Ottawa devrait mettre fin à la récupération des prestations en cas de pandémie

L’aide financière d’urgence fournie par le gouvernement fédéral au début de la pandémie a fourni une aide financière urgente aux Canadiens touchés par le bouleversement économique.

Mais pour des milliers de Canadiens à faible revenu, l’obtention de prestations comme la Prestation canadienne d’urgence a entraîné des conséquences inattendues et malheureuses. Cela signifie que d’autres avantages essentiels ont été récupérés. Et l’Agence du revenu du Canada continue de chercher à obtenir le remboursement des personnes qui, selon elle, n’avaient pas le droit de les obtenir.

Le gouvernement fédéral doit faire face aux retombées continues de cette prestation pandémique.

Regardons qui a obtenu le CERB – et qui est probablement maintenant dans le collimateur des collecteurs d’impôts. Un rapport de 2021 de Statistique Canada indique que les bénéficiaires du CERB étaient souvent des femmes et employées dans les entreprises les plus durement touchées par les fermetures telles que les services alimentaires, les arts et le divertissement. Ils étaient à faible revenu, jeunes, racialisés et autochtones.

Nous savons depuis un an que pour de nombreuses personnes à faible revenu, l’aide financière à court terme fournie par le CERB a un prix. La prestation a fait grimper leur revenu, ce qui a entraîné une réduction d’autres prestations d’aide sociale comme les suppléments au loyer, les prestations aux aînés et les crédits d’impôt remboursables.
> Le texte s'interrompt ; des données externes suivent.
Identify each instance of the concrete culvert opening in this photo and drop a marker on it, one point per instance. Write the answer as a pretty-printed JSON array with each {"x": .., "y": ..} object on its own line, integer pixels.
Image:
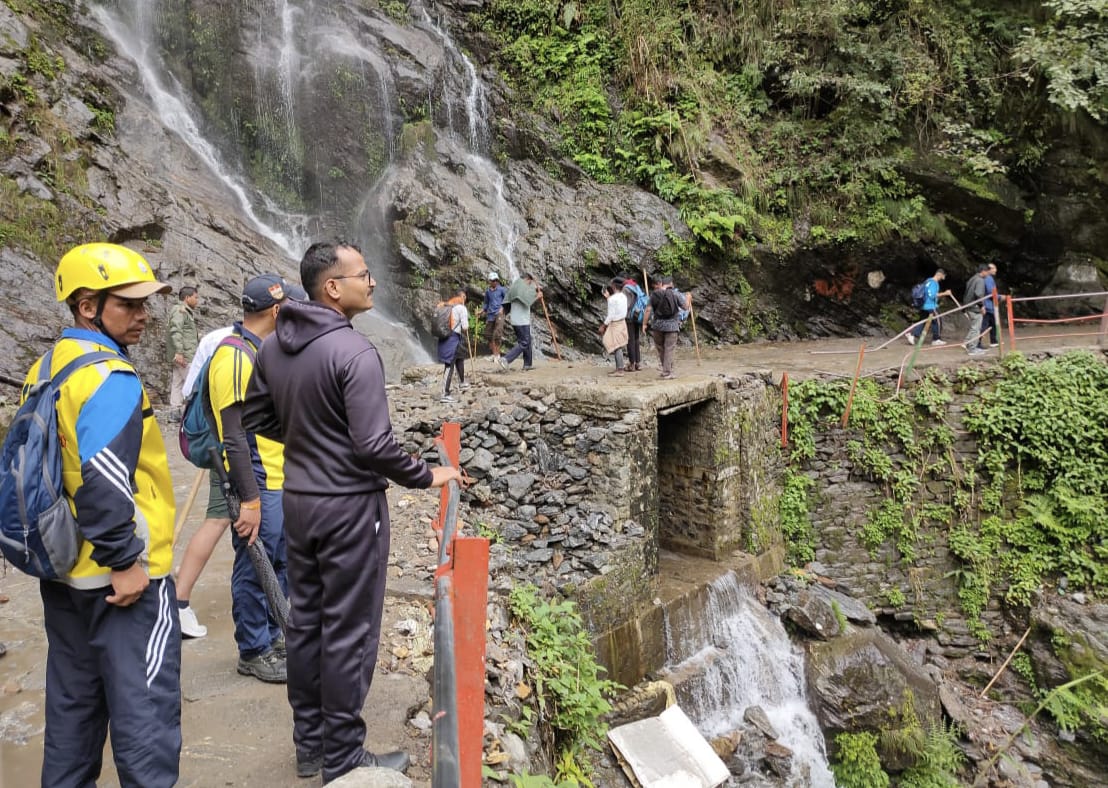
[{"x": 693, "y": 479}]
Des groupes comme Campagne 2000, qui prône l’élimination de la pauvreté des enfants et des familles, ont demandé à plusieurs reprises à Ottawa d’accorder une amnistie sur les remboursements aux personnes à faible revenu.

Ils ont également pressé le gouvernement fédéral de veiller à ce que les prestations et les crédits d’impôt remboursables comme l’Allocation canadienne pour enfants ne soient pas récupérés et que les prestations perdues soient rétablies. (Ottawa a agi pour rétablir les versements du Supplément de revenu garanti qui avaient été réduits ou éliminés en raison des prestations en cas de pandémie.)
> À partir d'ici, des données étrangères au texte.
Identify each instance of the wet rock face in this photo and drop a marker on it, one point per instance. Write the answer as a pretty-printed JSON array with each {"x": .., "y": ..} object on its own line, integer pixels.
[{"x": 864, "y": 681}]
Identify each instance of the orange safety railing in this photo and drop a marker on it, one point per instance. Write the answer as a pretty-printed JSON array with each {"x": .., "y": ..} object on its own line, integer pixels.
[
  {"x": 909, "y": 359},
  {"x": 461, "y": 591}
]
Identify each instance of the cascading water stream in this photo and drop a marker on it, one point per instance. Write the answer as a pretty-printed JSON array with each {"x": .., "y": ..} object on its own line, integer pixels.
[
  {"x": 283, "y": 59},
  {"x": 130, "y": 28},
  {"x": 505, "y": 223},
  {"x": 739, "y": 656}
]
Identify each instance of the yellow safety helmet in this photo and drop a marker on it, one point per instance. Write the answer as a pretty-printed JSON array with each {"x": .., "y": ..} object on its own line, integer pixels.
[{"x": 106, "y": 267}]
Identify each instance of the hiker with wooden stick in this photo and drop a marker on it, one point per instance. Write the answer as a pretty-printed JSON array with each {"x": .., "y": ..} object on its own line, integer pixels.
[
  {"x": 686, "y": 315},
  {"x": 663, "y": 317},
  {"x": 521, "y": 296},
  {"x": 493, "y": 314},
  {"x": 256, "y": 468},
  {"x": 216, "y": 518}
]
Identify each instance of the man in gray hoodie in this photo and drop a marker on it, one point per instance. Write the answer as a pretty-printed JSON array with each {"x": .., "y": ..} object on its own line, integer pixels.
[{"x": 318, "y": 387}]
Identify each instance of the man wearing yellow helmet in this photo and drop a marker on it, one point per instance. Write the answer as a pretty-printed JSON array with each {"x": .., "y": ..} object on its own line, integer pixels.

L’appel à l’amnistie n’est pas nouveau. Mais le gouvernement libéral n’a pas encore agi. Leila Sarangi, directrice nationale de Campagne 2000, a lancé un nouvel appel le mois dernier au comité des finances de la Chambre des communes, qualifiant la récupération de « préjudiciable et punitive.

“Ces familles n’ont pas la résilience financière pour faire face à des réductions imprévues, ou même prévues, de leurs budgets mensuels – des budgets qui doivent tenir compte de chaque centime et centime, car il y a si peu d’argent, surtout en ce moment avec la hausse de l’inflation et la hausse du coût de la vie », a déclaré Sarangi, qui est également directeur de l’action sociale pour Family Service Toronto.
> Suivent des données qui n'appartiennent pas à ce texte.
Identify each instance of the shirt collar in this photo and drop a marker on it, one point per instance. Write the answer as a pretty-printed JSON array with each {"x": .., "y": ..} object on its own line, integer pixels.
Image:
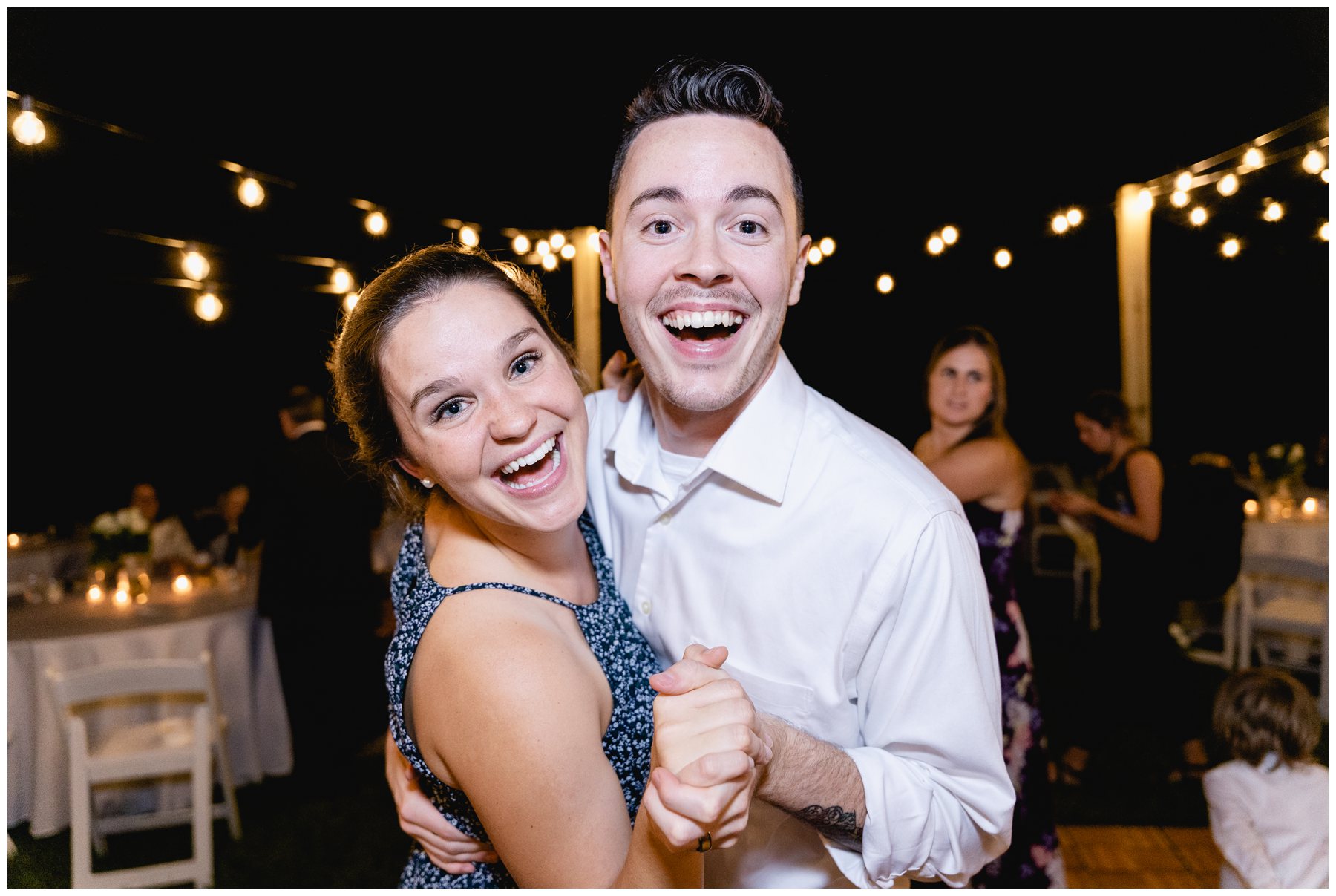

L’Agence du revenu du Canada ne dira pas combien elle s’attend à percevoir ni combien de personnes pourraient être touchées. En mai, l’agence a informé les Canadiens considérés comme inadmissibles aux prestations que des dettes avaient été établies sur leurs comptes à l’ARC. “Bien qu’il n’y ait pas de pénalités pour ceux qui ont demandé ces prestations de bonne foi, les individus devront rembourser les prestations d’urgence auxquelles ils n’avaient pas droit”, a-t-il déclaré.

Si vous pensez être admissible, l’ARC indique que vous pouvez fournir des renseignements pour valider votre demande. L’agence affirme qu’elle s’engage à “faire preuve de compassion” et propose des plans de paiement flexibles pour ceux qui doivent de l’argent. Le remboursement, aussi flexible soit-il, signifie des difficultés financières pour les personnes à faible revenu et les familles aux prises avec une forte augmentation des frais de subsistance.

Ottawa devrait donner suite aux appels à l’amnistie pour les Canadiens qui ont le plus besoin d’aide.